A un certo punto ho chiesto di tornare a casa, avevo paura e con me Adriano. Ci siamo spostati all’esterno della fila dove c’erano decine di poliziotti e abbiamo chiesto loro il perché di tutto questo. Ci hanno risposto, con sufficienza, che erano controlli. Controlli? Ma anche negli aeroporti impiegano meno per i controlli. Poi abbiamo cominciato a vedere insofferenza intorno a noi, bambini in lacrime, persone che si sentivano male. Mancava l’aria. La nostra richiesta alle forze dell’ordine era solo di far passare almeno le famiglie con i bambini. Inutile. Poliziotti integerrimi di fronti a bambini in lacrime. Finché non è arrivato un poliziotto più anziano, che forse aveva capito la gravità della situazione e ha concesso ai bambini di passare ma con un solo adulto.

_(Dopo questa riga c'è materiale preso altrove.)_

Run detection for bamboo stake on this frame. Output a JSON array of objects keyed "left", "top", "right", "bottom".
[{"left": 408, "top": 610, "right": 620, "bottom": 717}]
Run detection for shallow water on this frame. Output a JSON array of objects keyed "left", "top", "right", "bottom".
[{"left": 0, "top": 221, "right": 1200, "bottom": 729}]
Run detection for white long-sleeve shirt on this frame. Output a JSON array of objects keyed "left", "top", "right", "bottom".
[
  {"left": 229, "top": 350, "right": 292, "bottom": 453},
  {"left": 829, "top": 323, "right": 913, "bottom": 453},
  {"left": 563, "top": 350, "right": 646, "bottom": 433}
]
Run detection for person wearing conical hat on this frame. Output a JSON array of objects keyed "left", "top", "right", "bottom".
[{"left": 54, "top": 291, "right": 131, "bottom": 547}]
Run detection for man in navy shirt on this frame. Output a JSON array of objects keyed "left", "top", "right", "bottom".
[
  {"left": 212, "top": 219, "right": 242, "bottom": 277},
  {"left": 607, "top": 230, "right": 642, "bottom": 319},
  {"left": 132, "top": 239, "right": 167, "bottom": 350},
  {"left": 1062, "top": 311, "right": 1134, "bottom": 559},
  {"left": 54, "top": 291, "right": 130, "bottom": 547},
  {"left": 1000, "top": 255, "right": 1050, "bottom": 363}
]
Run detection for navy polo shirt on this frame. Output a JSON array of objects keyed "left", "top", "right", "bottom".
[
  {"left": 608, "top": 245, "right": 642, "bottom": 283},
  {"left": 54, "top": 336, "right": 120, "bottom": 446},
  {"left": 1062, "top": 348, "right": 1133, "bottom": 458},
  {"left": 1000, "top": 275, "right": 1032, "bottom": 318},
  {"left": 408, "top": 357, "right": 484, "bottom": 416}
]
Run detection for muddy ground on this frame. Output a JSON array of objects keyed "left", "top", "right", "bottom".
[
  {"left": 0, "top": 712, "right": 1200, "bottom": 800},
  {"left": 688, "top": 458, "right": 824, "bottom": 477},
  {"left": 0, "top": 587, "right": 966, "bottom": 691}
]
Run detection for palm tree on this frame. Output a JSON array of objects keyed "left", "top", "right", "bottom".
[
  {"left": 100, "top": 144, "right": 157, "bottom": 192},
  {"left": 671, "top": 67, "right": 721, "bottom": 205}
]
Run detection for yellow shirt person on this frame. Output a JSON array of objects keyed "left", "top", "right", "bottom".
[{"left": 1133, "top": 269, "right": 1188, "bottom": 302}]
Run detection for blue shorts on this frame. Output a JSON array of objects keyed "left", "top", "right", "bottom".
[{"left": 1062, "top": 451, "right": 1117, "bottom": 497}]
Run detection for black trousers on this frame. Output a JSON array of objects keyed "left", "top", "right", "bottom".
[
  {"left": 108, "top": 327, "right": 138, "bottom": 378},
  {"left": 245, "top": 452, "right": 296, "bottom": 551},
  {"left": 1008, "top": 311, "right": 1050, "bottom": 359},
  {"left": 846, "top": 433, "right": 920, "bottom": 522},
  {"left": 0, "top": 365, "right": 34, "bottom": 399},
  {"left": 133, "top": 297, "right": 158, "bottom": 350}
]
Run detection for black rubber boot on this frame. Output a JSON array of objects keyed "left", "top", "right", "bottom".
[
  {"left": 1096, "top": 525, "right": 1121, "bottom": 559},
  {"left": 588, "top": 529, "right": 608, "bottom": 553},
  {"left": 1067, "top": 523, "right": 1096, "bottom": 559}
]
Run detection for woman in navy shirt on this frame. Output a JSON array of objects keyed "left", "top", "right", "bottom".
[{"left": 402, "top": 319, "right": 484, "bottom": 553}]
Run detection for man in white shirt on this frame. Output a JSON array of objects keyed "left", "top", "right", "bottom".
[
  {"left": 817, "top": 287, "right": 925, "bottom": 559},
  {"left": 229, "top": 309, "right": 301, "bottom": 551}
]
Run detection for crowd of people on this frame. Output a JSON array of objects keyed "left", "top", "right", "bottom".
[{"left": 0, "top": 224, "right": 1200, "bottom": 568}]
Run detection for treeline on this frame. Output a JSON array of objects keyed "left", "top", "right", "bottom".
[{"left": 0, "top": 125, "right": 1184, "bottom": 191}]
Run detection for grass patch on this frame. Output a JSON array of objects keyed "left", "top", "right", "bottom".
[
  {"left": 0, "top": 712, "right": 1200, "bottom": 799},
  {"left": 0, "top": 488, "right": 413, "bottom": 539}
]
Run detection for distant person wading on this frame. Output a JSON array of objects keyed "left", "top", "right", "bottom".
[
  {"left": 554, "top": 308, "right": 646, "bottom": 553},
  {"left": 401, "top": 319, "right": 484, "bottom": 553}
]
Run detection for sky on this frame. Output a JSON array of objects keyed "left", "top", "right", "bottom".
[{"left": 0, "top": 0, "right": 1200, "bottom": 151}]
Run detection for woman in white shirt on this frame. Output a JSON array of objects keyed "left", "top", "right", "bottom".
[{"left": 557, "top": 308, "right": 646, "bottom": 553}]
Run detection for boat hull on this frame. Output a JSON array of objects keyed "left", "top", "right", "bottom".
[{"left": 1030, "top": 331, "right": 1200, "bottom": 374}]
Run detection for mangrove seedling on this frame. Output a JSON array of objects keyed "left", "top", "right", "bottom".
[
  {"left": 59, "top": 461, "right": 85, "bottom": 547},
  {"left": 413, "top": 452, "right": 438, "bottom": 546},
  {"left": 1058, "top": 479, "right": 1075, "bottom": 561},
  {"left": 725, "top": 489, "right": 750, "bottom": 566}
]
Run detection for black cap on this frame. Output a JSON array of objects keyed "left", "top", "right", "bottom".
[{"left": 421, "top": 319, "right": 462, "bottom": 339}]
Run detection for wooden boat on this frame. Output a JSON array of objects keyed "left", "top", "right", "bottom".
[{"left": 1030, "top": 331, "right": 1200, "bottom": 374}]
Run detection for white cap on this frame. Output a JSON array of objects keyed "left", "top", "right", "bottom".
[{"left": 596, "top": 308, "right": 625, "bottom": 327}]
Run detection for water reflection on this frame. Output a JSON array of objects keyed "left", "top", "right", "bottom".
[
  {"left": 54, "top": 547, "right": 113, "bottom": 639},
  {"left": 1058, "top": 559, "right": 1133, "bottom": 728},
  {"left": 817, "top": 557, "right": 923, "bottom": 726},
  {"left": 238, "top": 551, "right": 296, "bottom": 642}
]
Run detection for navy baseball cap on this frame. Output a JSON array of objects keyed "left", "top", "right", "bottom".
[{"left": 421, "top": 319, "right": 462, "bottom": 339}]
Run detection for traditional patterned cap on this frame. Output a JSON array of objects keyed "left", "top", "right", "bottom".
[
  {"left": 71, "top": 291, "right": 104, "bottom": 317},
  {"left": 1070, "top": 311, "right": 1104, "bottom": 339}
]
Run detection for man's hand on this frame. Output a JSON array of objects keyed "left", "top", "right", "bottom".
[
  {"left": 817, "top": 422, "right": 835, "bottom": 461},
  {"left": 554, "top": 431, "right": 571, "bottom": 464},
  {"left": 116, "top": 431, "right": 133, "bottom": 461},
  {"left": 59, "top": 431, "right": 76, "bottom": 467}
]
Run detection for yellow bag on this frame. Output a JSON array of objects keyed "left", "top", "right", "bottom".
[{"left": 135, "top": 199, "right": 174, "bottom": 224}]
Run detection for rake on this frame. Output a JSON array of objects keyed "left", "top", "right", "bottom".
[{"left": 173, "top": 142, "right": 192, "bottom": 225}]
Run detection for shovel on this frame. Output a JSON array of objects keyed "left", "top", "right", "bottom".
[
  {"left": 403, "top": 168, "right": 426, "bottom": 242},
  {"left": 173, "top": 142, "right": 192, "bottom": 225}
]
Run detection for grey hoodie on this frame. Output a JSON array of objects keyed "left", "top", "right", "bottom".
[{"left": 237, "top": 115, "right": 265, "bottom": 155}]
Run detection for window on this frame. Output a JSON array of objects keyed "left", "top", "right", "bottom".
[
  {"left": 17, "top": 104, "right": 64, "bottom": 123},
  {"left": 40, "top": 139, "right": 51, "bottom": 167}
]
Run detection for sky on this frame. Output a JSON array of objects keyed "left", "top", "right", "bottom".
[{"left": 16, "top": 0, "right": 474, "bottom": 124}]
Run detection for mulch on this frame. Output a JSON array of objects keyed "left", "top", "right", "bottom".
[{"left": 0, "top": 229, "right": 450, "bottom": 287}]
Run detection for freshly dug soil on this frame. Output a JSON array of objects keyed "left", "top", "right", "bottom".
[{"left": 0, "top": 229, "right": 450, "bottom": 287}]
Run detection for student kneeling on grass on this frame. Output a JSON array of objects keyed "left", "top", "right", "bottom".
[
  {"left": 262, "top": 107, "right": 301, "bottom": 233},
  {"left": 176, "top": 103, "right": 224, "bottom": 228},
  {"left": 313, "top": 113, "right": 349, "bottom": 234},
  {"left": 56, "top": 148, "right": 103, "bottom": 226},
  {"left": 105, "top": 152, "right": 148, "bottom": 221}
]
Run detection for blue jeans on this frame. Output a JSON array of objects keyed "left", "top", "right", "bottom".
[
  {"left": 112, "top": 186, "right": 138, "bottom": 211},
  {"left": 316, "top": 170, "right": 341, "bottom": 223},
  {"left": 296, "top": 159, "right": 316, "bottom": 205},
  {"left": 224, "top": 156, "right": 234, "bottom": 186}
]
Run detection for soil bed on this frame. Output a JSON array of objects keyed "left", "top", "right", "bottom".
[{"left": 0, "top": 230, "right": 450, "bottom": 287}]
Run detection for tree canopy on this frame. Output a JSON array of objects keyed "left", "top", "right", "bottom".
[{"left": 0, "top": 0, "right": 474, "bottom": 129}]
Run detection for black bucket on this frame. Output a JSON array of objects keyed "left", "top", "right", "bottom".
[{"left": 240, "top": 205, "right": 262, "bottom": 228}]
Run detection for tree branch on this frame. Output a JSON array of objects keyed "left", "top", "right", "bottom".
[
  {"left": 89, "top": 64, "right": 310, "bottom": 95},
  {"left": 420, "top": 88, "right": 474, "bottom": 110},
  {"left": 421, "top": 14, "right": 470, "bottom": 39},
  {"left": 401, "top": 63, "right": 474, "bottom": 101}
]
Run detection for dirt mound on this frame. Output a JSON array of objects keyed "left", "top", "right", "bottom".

Dopo circa due ore di fila siamo passati io ed Adriano, lasciando papà in balia della folla.

Abbiamo passato la mezz’ora più brutta della nostra vita. Sembrava di essere tra i pochi naufraghi che si erano messi in salvo dal Titanic. Intorno a noi tanti bambini ancora in lacrime e persone che aspettavano amici e parenti bloccati oltre le transenne e tenute in ostaggio dalla polizia per i controlli. Controlli poi che si limitavano ad appurare che avessimo il biglietto. ASSURDO!!!! Tutto quel casino, tutta quell’angoscia per un controllo biglietti. Mezz’ora in cui Adriano non ha mai smesso di piangere e cercare il suo papà, circondati da poliziotti schierati e inutili che ci hanno guardato con sufficienza e hanno anche trattato in malo modo chi ha provato a far notare loro l’assurdità e la pericolosità di quanto accadeva. Gli unici che si sono avvicinati a noi e hanno rincuorato Adriano, sono stati i “temibili e pericolosissimi” tifosi del Liverpool che, gentili, si sono fermati per abbracciare e dare una pacca sulla spalla ad un bimbo visibilmente spaventato.

Se i tifosi non si fossero comportati tutti correttamente, sarebbe stata una carneficina. L’impressione è che i poliziotti non aspettassero altro.